A própria Le Pen parece ter descartado a possibilidade de concorrer caso seja forçada a usar o rótulo. “Se eu pudesse ser candidata, mas fosse impedida de concorrer livremente, então você entende que isso seria impossível”, disse ela em entrevista na semana passada.
Le Pen, de 57 anos, que concorreu três vezes à presidência francesa, foi proibida de ocupar cargos públicos durante cinco anos em março de 2025, depois de um tribunal a ter condenado por se apropriar indevidamente de 1,4 milhões de euros (1,6 milhões de dólares) de fundos do Parlamento Europeu para contratar dois altos membros do seu partido, então conhecido como Frente Nacional, como assessores parlamentares.
Os legisladores da UE recebem fundos para pagar os honorários e salários dos assistentes parlamentares, mas não podem ser utilizados para atividades partidárias.
Os investigadores disseram que descobriram mais tarde que os trabalhadores, contratados entre 2004 e 2016, não eram casos isolados, mas parte de um sistema mais amplo de “empregos falsos”.

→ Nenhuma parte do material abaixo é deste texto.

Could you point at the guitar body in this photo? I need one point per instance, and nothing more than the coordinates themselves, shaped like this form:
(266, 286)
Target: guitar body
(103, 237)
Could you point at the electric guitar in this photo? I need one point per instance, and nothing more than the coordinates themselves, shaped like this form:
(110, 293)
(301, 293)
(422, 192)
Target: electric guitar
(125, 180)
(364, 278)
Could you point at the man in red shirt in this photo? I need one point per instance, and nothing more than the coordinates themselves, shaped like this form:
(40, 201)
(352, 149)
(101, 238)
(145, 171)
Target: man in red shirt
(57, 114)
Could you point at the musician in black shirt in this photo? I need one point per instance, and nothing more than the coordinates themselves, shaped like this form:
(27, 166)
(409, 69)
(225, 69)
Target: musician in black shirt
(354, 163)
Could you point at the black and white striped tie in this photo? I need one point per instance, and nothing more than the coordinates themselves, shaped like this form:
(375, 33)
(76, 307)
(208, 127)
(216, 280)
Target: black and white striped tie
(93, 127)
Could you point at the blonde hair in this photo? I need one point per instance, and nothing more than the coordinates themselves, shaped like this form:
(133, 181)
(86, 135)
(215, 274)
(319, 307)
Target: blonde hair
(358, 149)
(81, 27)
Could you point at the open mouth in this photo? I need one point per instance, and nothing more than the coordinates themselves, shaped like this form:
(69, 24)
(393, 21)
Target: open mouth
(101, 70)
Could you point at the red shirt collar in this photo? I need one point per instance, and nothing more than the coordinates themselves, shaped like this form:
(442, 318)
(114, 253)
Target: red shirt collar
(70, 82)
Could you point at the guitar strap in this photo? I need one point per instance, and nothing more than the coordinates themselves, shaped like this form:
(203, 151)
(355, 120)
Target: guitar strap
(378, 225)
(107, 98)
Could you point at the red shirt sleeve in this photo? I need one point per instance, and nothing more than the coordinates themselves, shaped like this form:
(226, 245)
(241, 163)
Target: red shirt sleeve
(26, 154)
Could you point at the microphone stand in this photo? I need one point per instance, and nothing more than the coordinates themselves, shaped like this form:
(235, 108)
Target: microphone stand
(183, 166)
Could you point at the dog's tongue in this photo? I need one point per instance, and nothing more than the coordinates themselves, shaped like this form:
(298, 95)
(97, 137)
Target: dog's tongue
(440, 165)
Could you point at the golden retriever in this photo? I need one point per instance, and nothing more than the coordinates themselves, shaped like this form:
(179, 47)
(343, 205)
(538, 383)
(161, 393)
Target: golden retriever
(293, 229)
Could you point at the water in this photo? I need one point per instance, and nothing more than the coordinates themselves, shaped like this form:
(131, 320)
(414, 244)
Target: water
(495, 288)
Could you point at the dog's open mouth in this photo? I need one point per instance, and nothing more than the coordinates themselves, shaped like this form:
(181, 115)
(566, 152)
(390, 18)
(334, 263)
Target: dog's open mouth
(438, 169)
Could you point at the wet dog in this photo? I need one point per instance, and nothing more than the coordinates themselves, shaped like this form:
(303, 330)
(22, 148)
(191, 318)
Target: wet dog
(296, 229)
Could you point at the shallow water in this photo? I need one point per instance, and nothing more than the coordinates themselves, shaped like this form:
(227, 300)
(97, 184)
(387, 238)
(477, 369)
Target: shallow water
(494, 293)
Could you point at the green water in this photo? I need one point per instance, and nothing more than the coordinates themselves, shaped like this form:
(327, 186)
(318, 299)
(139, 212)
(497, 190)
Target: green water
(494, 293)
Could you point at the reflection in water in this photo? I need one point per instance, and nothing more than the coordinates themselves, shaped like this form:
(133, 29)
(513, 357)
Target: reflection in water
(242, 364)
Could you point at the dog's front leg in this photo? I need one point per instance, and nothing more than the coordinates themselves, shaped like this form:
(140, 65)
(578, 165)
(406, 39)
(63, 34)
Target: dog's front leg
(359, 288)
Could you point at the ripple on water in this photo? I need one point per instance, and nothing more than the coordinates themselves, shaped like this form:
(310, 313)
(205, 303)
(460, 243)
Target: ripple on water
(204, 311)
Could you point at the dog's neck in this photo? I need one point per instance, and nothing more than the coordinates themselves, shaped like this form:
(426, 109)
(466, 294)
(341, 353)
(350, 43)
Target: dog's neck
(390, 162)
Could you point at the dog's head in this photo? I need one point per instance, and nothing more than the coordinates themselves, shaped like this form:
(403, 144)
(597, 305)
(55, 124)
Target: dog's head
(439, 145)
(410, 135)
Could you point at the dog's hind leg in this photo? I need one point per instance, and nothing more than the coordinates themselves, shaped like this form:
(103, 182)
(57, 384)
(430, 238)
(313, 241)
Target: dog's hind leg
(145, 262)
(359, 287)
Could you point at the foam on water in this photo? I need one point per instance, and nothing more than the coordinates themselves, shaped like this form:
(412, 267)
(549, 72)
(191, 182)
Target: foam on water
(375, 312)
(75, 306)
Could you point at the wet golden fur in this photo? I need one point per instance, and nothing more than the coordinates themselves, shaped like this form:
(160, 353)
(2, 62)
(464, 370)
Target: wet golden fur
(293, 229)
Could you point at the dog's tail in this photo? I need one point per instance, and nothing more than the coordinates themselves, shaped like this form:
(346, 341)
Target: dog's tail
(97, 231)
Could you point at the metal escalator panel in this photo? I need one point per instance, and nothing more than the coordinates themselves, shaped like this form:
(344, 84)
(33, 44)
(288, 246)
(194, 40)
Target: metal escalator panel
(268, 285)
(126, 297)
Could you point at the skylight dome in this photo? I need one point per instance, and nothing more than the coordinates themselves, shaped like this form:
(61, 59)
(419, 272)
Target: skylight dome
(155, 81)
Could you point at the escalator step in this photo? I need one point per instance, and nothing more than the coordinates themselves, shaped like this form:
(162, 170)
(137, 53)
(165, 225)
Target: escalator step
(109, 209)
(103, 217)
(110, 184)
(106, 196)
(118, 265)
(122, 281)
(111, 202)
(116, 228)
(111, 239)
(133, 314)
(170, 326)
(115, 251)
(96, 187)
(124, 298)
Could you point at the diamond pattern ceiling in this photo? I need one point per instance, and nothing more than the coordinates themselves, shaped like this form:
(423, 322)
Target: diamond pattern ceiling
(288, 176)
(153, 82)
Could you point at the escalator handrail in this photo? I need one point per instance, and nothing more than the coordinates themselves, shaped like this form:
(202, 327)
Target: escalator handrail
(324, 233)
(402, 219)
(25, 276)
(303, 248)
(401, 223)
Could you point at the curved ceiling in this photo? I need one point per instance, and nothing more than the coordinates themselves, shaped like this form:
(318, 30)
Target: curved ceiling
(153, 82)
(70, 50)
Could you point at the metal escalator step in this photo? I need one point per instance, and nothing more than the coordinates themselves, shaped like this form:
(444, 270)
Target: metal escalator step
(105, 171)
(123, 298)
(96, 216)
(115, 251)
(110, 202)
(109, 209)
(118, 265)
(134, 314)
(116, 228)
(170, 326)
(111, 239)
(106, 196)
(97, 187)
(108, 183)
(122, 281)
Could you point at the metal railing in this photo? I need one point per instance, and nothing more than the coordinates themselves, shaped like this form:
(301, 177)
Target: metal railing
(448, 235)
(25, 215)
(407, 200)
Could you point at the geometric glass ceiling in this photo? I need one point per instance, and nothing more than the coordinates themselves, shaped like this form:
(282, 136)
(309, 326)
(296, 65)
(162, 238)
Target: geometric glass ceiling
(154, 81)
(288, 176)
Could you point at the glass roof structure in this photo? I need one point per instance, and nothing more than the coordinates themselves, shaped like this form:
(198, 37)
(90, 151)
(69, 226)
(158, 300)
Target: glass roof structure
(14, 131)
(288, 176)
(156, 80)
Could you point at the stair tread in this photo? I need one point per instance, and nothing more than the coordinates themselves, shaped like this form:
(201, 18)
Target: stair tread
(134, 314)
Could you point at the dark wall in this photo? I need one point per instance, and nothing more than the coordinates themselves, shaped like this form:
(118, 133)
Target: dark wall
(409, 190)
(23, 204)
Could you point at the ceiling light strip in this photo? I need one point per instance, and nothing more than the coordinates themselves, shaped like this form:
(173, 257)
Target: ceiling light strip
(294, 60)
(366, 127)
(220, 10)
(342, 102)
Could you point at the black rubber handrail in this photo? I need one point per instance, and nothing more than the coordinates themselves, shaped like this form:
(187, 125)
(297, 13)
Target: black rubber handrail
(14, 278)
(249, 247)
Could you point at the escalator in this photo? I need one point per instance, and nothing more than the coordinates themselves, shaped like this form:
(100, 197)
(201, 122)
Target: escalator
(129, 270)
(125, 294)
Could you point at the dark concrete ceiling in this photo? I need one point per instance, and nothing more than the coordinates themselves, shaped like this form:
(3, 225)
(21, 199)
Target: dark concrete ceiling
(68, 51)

Le Pen, que ficou em segundo lugar atrás do presidente Emmanuel Macron em 2017 e 2022, foi condenado a quatro anos de prisão, com dois suspensos, e multado em 100.000 euros (114.355 dólares). Ela foi autorizada a cumprir mais dois anos em detenção domiciliar com etiquetas eletrônicas.
Seu partido também foi multado em 200 mil euros (2,29 milhões de dólares), metade dos quais foi suspensa.
Na altura, Le Pen afirmou que o seu partido foi vítima de uma “caça às bruxas” e denunciou o resultado como um “escândalo democrático”.
O seu partido, que se renomeou como Reunião Nacional em 2018, liderava as sondagens na altura e, até à decisão do ano passado, ela era amplamente vista como a favorita para suceder Macron nas eleições de 2027.
Alguns apoiadores fizeram ameaças de morte a Benedict de Perseus, o juiz que supervisiona o caso, informou a AFP.
Ela argumentou em seu primeiro julgamento que o dinheiro havia sido usado legalmente e, na apelação, alegou que o partido “não tinha absolutamente nenhum sentido de estar fazendo algo errado”.
Le Pen renuncia em meio a comícios nacionais As eleições presidenciais de 2021 colocaram os holofotes na corrida presidencial e entregaram o cargo a Jordan Bardella, o atual líder do partido e admirador de longa data do seu antigo chefe.
no longo postal Bardera, 30 anos, elogiou Le Pen no
“Não há razão para que Marine Le Pen seja excluída da escolha do povo francês e a impeça de se apresentar perante eles”, escreveu ele.
Em comentários na semana passada, Le Pen teria dito que não estava “assustada” enquanto aguardava uma decisão judicial sobre o seu recurso. AFP.
“Se eu pudesse correr, eu o faria – contanto que pudesse correr”, disse ela.
Le Pen dará uma entrevista à televisão no horário nobre da TF1 às 20h, horário local (14h horário do leste), na qual poderá anunciar seu futuro político.
Ela ainda pode recorrer ao mais alto tribunal francês, mas não está claro se os juízes suspenderão a sentença enquanto se aguarda uma decisão final.
O Supremo Tribunal já havia dito que tentaria decidir antes das eleições presidenciais de 2027 se fosse solicitado a rever o caso.